Celgene Corporation (CELG) — On Oct.15, I began coverage of a group of stocks I considered to be some of the most undervalued companies for both traders and long-term investors. Celgene was first on my list, trading at $84.67, due to its outstanding management and product development.
The biopharmaceutical company develops small-molecule drugs for the treatment of blood-borne and solid-tumor cancers and immune-inflammatory related diseases.
On Oct. 23, S&P Capital IQ reiterated its “strong buy” rating and raised its 2014 earnings per share (EPS) estimate by $0.05 to $3.69, up from $2.98 in 2013. Its analysts estimate 2015 earnings of $4.36 per share. They also raised their 12-month price target by $18 to $122.
I, too, reiterate my “buy” on CELG stock; however, I would not attempt to chase it at the current price. Shares have jumped more than 25% since my last review, and there is a strong possibility of a better buying opportunity on a pullback.

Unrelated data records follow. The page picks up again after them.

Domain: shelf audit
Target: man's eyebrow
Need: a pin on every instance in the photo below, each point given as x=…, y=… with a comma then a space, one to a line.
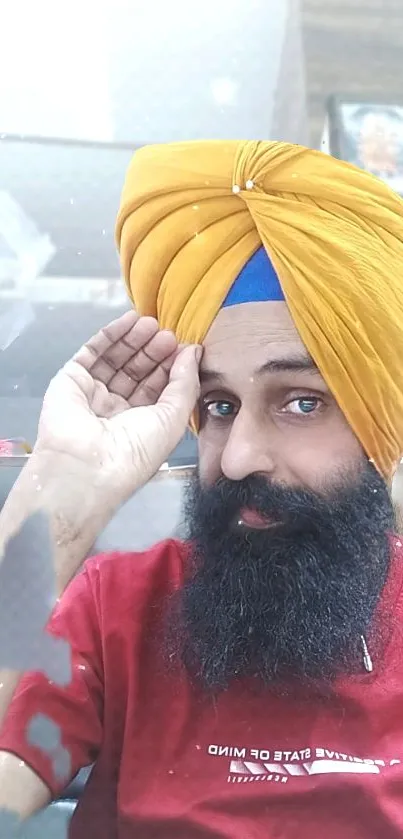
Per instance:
x=288, y=364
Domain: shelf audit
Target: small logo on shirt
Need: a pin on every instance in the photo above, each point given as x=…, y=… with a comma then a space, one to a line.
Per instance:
x=253, y=765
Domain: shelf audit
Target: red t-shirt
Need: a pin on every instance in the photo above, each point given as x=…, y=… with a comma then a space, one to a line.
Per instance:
x=174, y=764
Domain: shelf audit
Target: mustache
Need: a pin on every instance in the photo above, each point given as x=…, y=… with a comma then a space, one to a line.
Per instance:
x=294, y=507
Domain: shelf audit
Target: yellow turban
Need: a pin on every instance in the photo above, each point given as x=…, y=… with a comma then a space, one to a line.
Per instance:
x=193, y=213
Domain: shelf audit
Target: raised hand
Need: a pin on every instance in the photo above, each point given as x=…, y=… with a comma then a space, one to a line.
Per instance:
x=123, y=402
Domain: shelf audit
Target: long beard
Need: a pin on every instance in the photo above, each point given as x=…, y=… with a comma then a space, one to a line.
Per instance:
x=288, y=604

When the stock reversed up from its 200-day moving average at about $83 in just six sessions in mid-October, it also pierced its 50-day moving average at $95 and resistance at $96. But on Friday, it barely advanced, up just 0.1%, while the Dow Jones Industrial Average had another strong triple-digit gain. MACD is now very overbought, and the price action is extended.
I believe traders will get the chance to buy CELG stock under $100. My trading target is $115 to $120, and my longer-term objective is a run to over $125.